- Speaking of rigged politics
some of those points awarded to Gryffindor were bullshit.
- If you work in a corrupt whistle factory and try to blow the whistle
people might think you're just testing whistles.
- I’m tossing my hat in the ring
Now you have the option of voting for my hat.
- Got tired of thinking outside the box, so I burned the thing
Now I don't know where to keep my stuff, might have to go to the box store.
- I’ve always gone above and beyond
And now I have no idea where I am.
- If you send restraining orders to employees at a seatbelt factory
they don't know whether to get right to work or stay 100 feet away.
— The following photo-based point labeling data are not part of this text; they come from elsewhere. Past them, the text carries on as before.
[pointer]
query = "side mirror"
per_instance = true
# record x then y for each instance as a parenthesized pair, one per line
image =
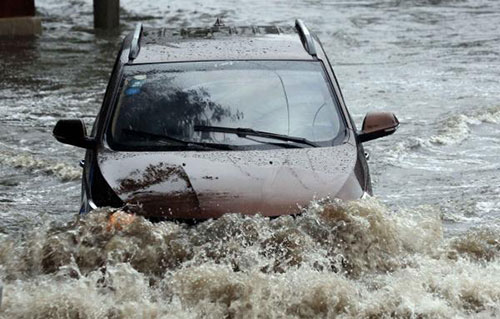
(73, 132)
(378, 124)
- Beauty is in the eye of the beholder
If you want to be beautiful, cut out that eye and use it to make an exfoliating moisturizer.
- Every time you watch Orange is the New Black, your racism kills an oompa loompa.
- Good thing Guitar George knows all the chords
Otherwise the name might be embarrassing.
- How to avoid trouble
Never, ever, ever, ever, ever, ever, ever talk about race. Unless the race is a marathon. And then, try not to brag.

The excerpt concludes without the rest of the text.